Whenever the monsoon is below normal, water accumulation in the lower reaches of the khadins is poor, which is used to grow crops like pearl millet (Pennisetum typhoides L.) and clusterbean (Cyamopsis tetragonoloba Taub.) during kharif season. If monsoon is good, stored water can also be used for the cultivation of rabi crops like wheat (Triticum aestivum L.), mustard (Brassica juncea Coss.) and chickpea (Cicer aerietinum L.) either as sole or as mixed crop using conserved soil moisture.
The field experiments on pearl millet crops in years 2013 and 2015 in the khadin near Baoroli-Bambore in Jodhpur district have shown significant improvement in grain and straw yield over control. Soil application of ZnSO4 was beneficial to get 38.54 and 19.28% higher grain and straw yield respectively over control in the year 2013 and 22.59 & 23.85% higher grain and straw yield respectively over control in the year 2015.
The grain and straw yield respectively increased to the tune of 20.19 and 12.15% in the year 2013 and 20.68 & 20% in 2015 in response to foliar application of 1% NPK over water sprayed control.
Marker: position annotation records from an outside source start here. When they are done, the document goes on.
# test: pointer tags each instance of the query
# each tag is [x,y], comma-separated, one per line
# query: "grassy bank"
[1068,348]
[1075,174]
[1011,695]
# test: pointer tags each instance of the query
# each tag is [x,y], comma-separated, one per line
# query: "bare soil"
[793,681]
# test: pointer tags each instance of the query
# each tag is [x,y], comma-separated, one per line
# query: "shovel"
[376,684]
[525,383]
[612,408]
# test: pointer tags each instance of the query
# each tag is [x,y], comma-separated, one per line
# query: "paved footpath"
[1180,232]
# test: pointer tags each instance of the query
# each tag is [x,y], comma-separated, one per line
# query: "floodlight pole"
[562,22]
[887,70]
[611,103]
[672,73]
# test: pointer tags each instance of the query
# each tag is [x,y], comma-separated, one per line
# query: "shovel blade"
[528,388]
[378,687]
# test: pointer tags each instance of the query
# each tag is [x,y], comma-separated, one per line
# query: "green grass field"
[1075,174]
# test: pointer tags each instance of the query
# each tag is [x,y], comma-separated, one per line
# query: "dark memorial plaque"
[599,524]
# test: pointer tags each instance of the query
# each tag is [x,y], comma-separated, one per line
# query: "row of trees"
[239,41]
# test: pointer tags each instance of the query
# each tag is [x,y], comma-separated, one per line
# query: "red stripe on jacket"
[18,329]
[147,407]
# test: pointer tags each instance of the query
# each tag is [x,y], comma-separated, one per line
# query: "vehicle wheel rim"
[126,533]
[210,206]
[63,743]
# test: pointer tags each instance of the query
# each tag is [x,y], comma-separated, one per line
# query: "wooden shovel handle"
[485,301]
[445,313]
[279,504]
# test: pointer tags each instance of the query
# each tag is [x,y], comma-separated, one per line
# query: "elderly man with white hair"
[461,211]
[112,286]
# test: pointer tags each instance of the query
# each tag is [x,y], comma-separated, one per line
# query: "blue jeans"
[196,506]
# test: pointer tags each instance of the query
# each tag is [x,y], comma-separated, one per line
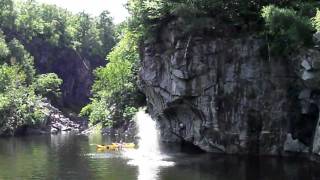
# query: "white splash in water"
[147,157]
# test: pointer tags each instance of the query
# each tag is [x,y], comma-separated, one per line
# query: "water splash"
[148,157]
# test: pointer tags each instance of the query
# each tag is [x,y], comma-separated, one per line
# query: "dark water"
[72,157]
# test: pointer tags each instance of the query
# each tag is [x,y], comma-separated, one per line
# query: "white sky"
[94,7]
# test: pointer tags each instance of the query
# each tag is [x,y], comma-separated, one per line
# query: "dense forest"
[22,25]
[286,25]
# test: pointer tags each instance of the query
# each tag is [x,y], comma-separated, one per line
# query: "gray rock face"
[224,95]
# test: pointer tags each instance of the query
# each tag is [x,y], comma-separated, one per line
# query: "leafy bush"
[116,96]
[48,85]
[286,30]
[20,106]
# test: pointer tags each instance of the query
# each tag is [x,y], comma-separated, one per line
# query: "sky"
[94,7]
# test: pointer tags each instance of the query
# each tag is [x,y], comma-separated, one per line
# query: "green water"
[73,157]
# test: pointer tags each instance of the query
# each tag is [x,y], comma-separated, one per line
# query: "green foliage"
[89,35]
[316,21]
[19,56]
[48,85]
[286,30]
[20,106]
[4,50]
[116,96]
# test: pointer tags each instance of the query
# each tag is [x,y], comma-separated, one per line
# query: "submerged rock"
[226,95]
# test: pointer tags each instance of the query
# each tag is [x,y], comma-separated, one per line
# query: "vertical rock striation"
[225,95]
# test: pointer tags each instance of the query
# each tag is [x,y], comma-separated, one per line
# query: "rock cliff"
[226,95]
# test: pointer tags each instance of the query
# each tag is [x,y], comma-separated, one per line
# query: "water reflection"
[72,157]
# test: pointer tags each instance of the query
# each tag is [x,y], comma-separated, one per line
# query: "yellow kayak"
[115,146]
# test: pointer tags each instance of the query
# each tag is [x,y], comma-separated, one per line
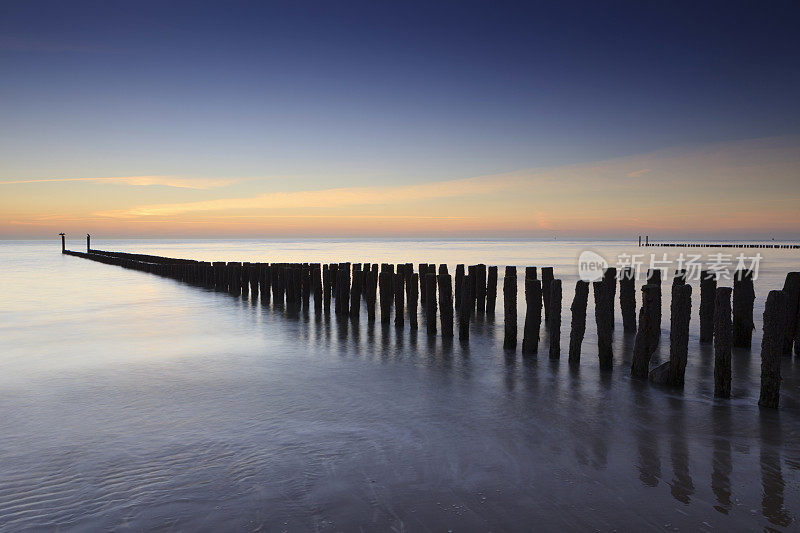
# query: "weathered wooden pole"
[680,315]
[555,319]
[708,293]
[643,346]
[446,304]
[533,312]
[578,323]
[603,306]
[399,307]
[480,285]
[743,298]
[547,278]
[722,342]
[491,290]
[791,289]
[772,347]
[430,302]
[510,307]
[412,294]
[465,310]
[627,299]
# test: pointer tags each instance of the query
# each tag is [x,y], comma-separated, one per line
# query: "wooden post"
[603,304]
[465,310]
[446,304]
[791,289]
[510,305]
[772,346]
[412,295]
[627,299]
[533,312]
[743,298]
[708,291]
[645,336]
[722,342]
[399,307]
[680,315]
[491,290]
[430,302]
[547,278]
[555,319]
[578,324]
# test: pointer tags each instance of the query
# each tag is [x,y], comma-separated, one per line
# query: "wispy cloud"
[139,181]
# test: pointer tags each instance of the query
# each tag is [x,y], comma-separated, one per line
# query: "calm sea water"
[129,401]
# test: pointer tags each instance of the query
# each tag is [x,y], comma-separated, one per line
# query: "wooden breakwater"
[726,313]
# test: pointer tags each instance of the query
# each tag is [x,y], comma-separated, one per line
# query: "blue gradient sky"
[315,95]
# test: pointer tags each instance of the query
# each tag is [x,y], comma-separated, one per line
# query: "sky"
[345,119]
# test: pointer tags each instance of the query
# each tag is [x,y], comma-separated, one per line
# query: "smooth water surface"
[130,401]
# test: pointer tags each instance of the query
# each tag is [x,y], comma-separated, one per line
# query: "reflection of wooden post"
[772,348]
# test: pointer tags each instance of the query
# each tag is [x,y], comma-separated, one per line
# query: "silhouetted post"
[386,296]
[680,315]
[533,312]
[654,278]
[610,279]
[555,319]
[603,304]
[772,346]
[743,298]
[465,310]
[547,278]
[413,294]
[459,282]
[708,292]
[446,304]
[399,306]
[627,299]
[722,342]
[643,346]
[578,323]
[791,289]
[491,290]
[510,306]
[430,302]
[480,285]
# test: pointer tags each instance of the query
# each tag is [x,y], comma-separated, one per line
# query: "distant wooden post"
[446,304]
[645,336]
[430,302]
[555,319]
[533,312]
[722,342]
[627,299]
[578,324]
[547,278]
[772,347]
[680,315]
[491,290]
[743,298]
[791,288]
[510,305]
[708,292]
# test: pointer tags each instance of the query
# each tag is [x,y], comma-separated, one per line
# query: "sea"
[130,401]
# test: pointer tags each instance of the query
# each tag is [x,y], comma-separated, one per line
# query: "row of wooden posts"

The agronomic experiments in Baoroli-Bambore watershed showed that pearl millet (MH 169) responded well to soil application of zinc sulphate@25kg ha -1 as basal and foliar application of 1% NPK at flowering/ panicle initiation and improved the grain yield. The water use efficiency increased by more than 20 per cent with the application of zinc sulphate, thiourea and foliar application of 1% NPK.
In addition to cultivating agricultural crops, perennial woody trees like Azardirachta indica, Acacia nilotica and Prosopis’cinararia (L.) Druce can be grown which provide green leaf fodder for the cattle and it also improved soil quality due to their nitrogen fixing nature (Prasad et al., 2004). Fruit bearing trees such as Cordia myxa Linn., Cordia dichotoma, Zizyphus mauritiana Lamk and Phoenix dactylifera Linn., can be planted along the bunds of khadins which provide farmers consistent income every year besides protecting soils from wind and water erosion.